= Braunstein (game) =

Tabletop wargame developed by David Wesely

Braunstein is an experimental game and game genre introduced by David Wesely, a member of the Midwest Military Simulation Association, in the late 1960s, and originally played in the Twin Cities. Braunstein was important and influential in the early history of role-playing games.

== Origins ==

=== Braunstein 1 ===

In 1969, David Wesely served as referee for a Napoleonic wargame set in the fictional German town of Braunstein. Wesely set up a multi-player, multi-objective game, in which he assigned individual roles for each player, including non-military roles. For example, he had players acting as town mayor, banker, and university chancellor. Nearly 20 players showed up for the game, which was more than anticipated, and each player was assigned a role in the town of Braunstein. The players were originally supposed to communicate with the referee in a separate room.

Unexpectedly, the players began using their characters to talk to one another, and traveled around the town of Braunstein. When two players unexpectedly challenged each other to a duel, Wesely found it necessary to improvise rules for the encounter on the spot. Though Wesely thought the results were chaotic and the experiment a failure, the other players enjoyed the role playing aspect and asked him to run another game.

=== Braunstein 2-4 ===

Wesely subsequently invented a new role playing scenario in which players attempt to stage or avert a coup in a small Latin American republic – the perpetually unstable nation of Banania. He and Dave Arneson, another member of the MMSA, took turns acting as the referee for repeated stagings of this scenario, which was also known as a 'Braunstein'; Arneson took over as referee after Wesely left for service in the Army.

== Inspirations ==

Wesely's Braunstein drew inspiration from Diplomacy, a game requiring players to negotiate in between turns. The idea of a referee was derived from Strategos: The American Game of War (1880), by Charles Totten. Totten's book also inspired Wesely with the idea of playing with a game master who would create the scenario for the battle used in the game. Wesely discovered the idea of "n-player" strategy games from The Compleat Strategist (1954) by J.D. Williams. Wesely also read and cited as influential, Conflict and Defense: A General Theory (1962), by Kenneth E. Boulding.

== Influence ==

=== Role-playing games ===

Braunstein contributed to the development of role-playing games by introducing a one-to-one identification of player and character, and open-ended rules allowing the players to attempt any action, with the result of the action determined by the referee.
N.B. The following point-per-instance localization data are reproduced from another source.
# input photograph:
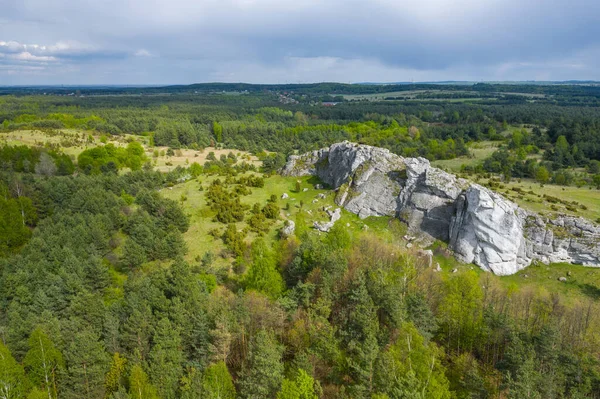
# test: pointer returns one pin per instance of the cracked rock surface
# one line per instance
(479, 225)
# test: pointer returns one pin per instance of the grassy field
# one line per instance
(407, 95)
(479, 152)
(585, 199)
(199, 241)
(73, 142)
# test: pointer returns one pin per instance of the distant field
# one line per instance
(479, 151)
(407, 95)
(73, 142)
(199, 241)
(586, 196)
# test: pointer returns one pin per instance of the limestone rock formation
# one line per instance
(479, 225)
(334, 217)
(288, 228)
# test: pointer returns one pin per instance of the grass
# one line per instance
(582, 281)
(479, 152)
(586, 196)
(72, 142)
(199, 242)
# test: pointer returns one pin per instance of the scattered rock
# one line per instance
(428, 254)
(288, 228)
(479, 225)
(334, 217)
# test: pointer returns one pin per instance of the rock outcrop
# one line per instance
(334, 217)
(479, 225)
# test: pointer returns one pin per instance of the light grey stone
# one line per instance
(334, 217)
(289, 228)
(479, 225)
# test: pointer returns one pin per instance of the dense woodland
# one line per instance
(97, 299)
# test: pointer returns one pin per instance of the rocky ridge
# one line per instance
(479, 225)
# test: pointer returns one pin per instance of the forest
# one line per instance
(143, 253)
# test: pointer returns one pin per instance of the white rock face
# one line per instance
(288, 228)
(334, 217)
(480, 225)
(487, 231)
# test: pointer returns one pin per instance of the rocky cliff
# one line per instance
(479, 225)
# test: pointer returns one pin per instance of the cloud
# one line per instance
(142, 53)
(27, 56)
(310, 40)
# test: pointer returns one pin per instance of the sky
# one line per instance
(160, 42)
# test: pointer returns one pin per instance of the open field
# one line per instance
(73, 142)
(585, 199)
(201, 217)
(479, 152)
(408, 95)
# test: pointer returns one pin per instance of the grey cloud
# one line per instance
(193, 40)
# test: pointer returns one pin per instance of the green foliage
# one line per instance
(44, 363)
(301, 387)
(262, 374)
(13, 383)
(263, 275)
(109, 158)
(412, 368)
(217, 382)
(115, 378)
(139, 386)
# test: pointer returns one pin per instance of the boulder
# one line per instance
(334, 217)
(289, 227)
(479, 225)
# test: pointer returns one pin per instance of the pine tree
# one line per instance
(139, 387)
(12, 376)
(217, 382)
(263, 372)
(43, 362)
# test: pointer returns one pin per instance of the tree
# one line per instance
(263, 275)
(46, 165)
(115, 376)
(411, 368)
(13, 383)
(262, 373)
(87, 364)
(541, 174)
(218, 132)
(166, 359)
(139, 387)
(524, 386)
(43, 362)
(217, 382)
(301, 387)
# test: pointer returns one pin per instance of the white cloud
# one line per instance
(142, 53)
(27, 56)
(307, 40)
The role-playing game concepts Wesely introduced were further developed by Duane Jenkins in his old west "Brownstone" setting and by Dave Arneson in his Blackmoor setting and later in the Dungeons & Dragons game to which Arneson was a contributing author.

=== Brownstone ===

In October 1970, Wesely, who had enrolled in Army ROTC at the University of Kansas, was commissioned 2nd Lieutenant and ordered to active duty. Arneson continued to run Braunstein and invent new scenarios. Duane Jenkins, another gamer in the MMSA, created a series of "wild west Braunsteins" set in "Brownstone Texas" in which Arneson played the recurring role of a Mexican bandit leader named "El Pauncho".
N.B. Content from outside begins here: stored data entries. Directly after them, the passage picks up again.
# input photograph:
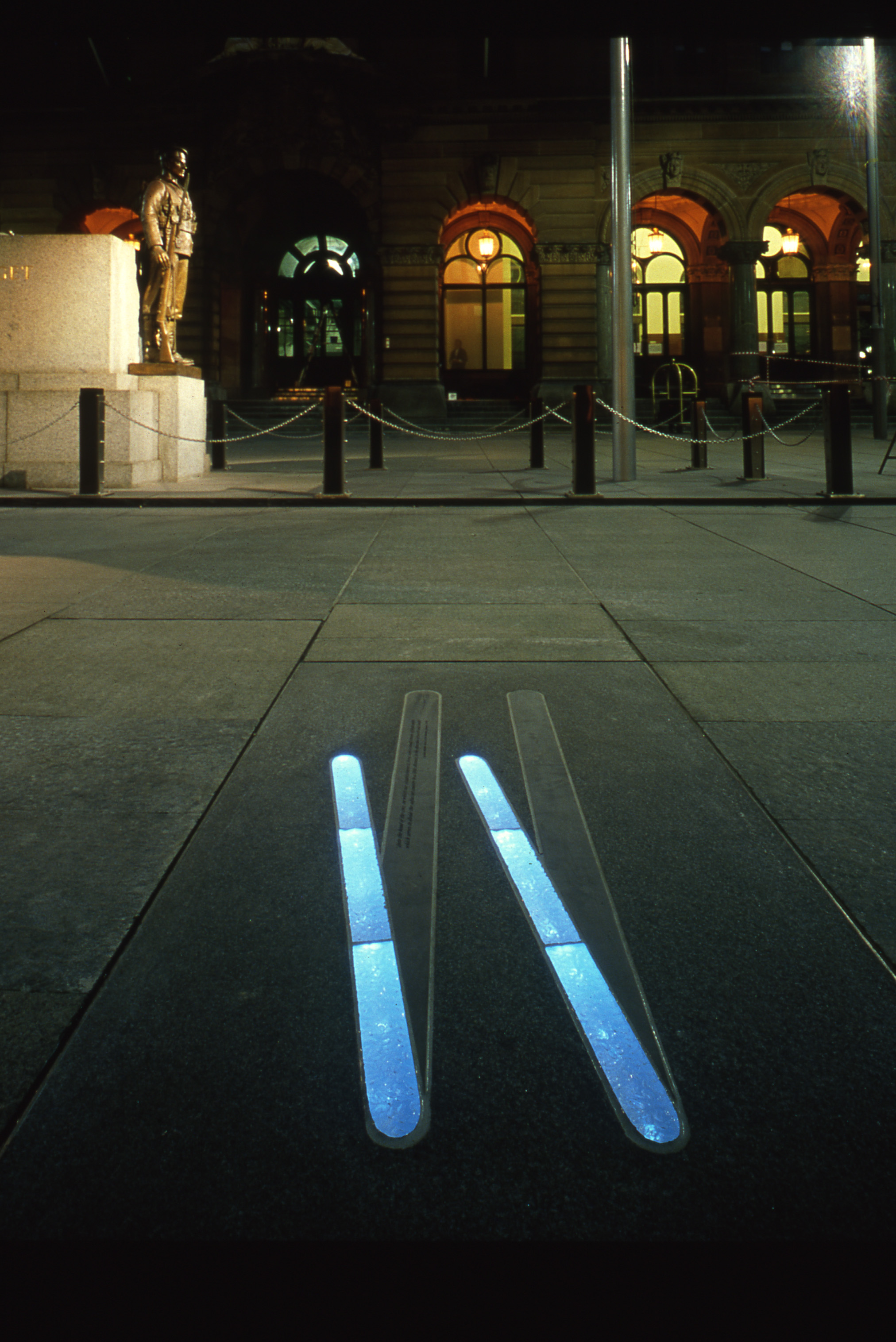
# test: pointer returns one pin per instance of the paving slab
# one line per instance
(212, 1086)
(784, 691)
(479, 632)
(192, 669)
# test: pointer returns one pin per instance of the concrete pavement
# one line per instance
(178, 1027)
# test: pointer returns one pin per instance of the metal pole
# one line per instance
(218, 432)
(699, 436)
(583, 441)
(754, 438)
(537, 435)
(878, 355)
(624, 466)
(839, 450)
(376, 435)
(92, 415)
(333, 443)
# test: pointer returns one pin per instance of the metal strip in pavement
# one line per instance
(571, 912)
(390, 1076)
(408, 862)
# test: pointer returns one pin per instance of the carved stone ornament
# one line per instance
(406, 254)
(742, 253)
(672, 166)
(819, 163)
(572, 253)
(745, 174)
(487, 167)
(834, 270)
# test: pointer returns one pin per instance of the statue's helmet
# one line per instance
(175, 162)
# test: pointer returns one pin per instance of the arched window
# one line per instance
(784, 298)
(320, 254)
(658, 296)
(485, 304)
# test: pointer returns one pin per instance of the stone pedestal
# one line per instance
(70, 319)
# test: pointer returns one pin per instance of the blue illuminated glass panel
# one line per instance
(615, 1045)
(387, 1058)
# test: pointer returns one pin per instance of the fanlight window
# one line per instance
(664, 267)
(658, 300)
(320, 254)
(784, 298)
(774, 262)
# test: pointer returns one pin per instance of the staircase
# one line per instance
(471, 418)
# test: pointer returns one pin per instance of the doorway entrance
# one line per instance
(317, 328)
(489, 304)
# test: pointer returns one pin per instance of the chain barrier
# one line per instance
(499, 426)
(446, 438)
(58, 420)
(180, 438)
(813, 430)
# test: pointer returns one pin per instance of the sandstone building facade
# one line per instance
(433, 218)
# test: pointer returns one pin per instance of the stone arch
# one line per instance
(715, 195)
(796, 179)
(517, 220)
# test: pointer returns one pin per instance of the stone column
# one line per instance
(604, 312)
(742, 257)
(707, 294)
(835, 284)
(409, 335)
(568, 317)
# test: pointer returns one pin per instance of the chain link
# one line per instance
(815, 430)
(446, 438)
(58, 420)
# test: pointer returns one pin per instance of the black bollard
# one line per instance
(216, 434)
(583, 441)
(333, 442)
(754, 441)
(699, 436)
(839, 439)
(537, 435)
(92, 411)
(376, 436)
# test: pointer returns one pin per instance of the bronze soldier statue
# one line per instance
(170, 224)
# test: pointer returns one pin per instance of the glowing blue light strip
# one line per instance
(612, 1041)
(390, 1076)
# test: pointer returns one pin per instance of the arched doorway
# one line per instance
(489, 305)
(812, 302)
(317, 333)
(785, 308)
(308, 285)
(659, 304)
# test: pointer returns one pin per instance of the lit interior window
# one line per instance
(612, 1041)
(387, 1057)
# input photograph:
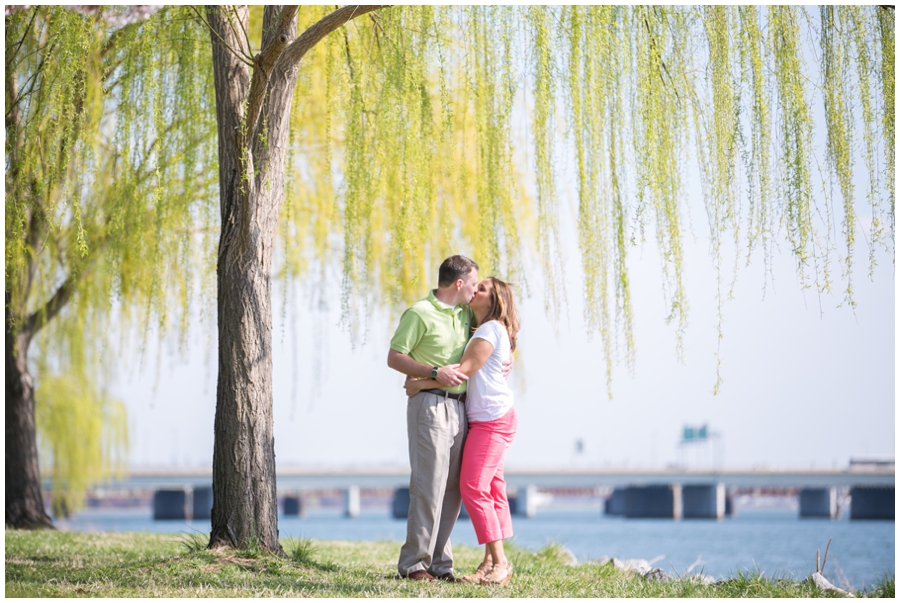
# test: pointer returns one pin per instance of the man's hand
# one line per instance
(448, 376)
(507, 367)
(413, 386)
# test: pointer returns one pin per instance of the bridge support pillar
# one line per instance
(351, 498)
(703, 501)
(615, 504)
(292, 506)
(872, 503)
(656, 501)
(170, 504)
(527, 501)
(202, 504)
(818, 502)
(400, 505)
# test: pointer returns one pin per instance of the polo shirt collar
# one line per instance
(441, 306)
The "Brownstone" games introduced the concept of giving the players their own "player characters" with a history that they could develop from game to game, rather than starting over each time the game was played. In those early Braunsteins the setting was replayed with the events of the previous games having been part of the current game's history. With Brownstown, the city had been so wrecked by the players actions in the previous game they created a new city but with the same characters, thus creating the first role-playing campaign.

=== Blackmoor ===

In 1971, Arneson developed a Braunstein set in a fantasy world called "The Northern Marches" including the "Barony of Blackmoor". For this campaign he brought together ideas from such disparate sources as The Lord of the Rings novels and the Dark Shadows horror soap opera. Arneson initially described his Blackmoor game as a "medieval Braunstein," featuring "mythical creatures."
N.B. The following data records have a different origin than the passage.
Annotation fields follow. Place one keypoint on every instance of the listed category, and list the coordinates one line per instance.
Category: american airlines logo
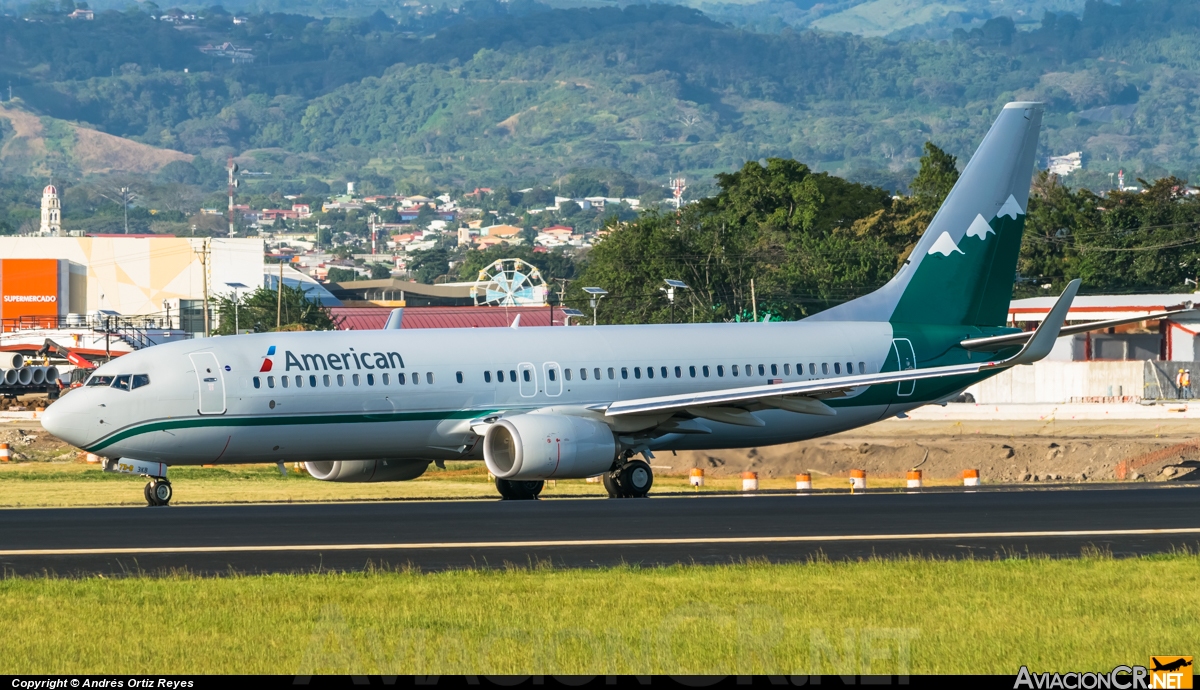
(30, 299)
(348, 360)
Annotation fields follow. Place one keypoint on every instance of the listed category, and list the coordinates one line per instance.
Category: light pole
(237, 298)
(597, 294)
(672, 286)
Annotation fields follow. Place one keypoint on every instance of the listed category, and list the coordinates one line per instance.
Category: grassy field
(61, 484)
(868, 617)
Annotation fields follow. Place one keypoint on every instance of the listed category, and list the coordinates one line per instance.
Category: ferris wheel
(510, 283)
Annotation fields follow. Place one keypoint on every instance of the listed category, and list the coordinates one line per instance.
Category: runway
(433, 535)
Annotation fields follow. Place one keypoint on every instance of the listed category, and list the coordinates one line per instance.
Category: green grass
(907, 616)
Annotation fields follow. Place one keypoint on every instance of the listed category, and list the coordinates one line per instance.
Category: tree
(258, 311)
(935, 179)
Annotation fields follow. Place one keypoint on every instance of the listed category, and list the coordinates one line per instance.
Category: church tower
(52, 213)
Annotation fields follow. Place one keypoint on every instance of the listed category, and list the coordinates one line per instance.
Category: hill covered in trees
(520, 94)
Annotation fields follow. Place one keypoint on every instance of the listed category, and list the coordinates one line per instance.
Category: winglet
(1042, 342)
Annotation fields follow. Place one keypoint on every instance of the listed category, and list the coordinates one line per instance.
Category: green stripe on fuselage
(283, 420)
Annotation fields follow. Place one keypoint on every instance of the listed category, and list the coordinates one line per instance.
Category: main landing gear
(633, 479)
(159, 491)
(519, 490)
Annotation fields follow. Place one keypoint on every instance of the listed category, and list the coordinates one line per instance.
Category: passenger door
(906, 359)
(210, 381)
(527, 376)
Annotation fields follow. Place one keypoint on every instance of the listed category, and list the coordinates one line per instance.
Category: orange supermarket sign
(31, 288)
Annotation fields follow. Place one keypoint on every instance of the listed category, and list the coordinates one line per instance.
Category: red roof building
(373, 318)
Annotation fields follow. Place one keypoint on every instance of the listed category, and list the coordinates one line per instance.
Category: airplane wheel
(160, 492)
(610, 485)
(635, 479)
(519, 490)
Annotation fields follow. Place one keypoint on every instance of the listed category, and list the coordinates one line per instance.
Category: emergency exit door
(211, 382)
(906, 359)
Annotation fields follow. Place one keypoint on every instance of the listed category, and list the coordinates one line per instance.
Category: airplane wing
(729, 405)
(994, 343)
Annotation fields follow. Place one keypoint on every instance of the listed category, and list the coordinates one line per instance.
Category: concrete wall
(1059, 382)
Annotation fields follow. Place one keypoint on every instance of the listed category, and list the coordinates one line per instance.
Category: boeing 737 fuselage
(540, 403)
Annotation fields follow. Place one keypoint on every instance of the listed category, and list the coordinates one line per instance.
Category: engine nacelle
(531, 447)
(366, 469)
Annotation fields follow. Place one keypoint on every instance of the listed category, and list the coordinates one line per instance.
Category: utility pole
(233, 185)
(754, 301)
(204, 277)
(279, 304)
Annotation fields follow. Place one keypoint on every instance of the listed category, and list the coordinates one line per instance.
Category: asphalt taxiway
(432, 535)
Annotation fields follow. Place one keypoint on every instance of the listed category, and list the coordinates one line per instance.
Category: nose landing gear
(159, 492)
(633, 479)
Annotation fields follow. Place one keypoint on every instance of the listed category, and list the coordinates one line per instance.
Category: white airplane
(587, 401)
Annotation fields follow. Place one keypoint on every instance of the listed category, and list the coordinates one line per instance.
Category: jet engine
(532, 447)
(366, 469)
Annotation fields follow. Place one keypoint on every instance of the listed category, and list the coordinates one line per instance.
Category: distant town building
(52, 213)
(1063, 166)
In a 1981 interview published in Pegasus magazine, Dave Arneson described Wesely's Braunstein as a game in which each player had a "role" that they were playing. He also described his Blackmoor game as a variation of Dave Wesely's earlier Braunstein, based on Wesely's ideas about role-playing, but set in a fantasy world. Unlike the original Braunstein scenarios, the Blackmoor game and setting were meant for campaign play with an endless series of progressions. Peterson cites Arneson's Blackmoor game as being the most significant precursor to Dungeons & Dragons.

In this precursor to Dungeons & Dragons, players' recurring characters adventured in the fantasy setting of the Barony of Blackmoor, including exploring the monster and treasure filled dungeons underneath "Castle Blackmoor", which was inspired by a plastic model kit of Branzoll Castle in Italy.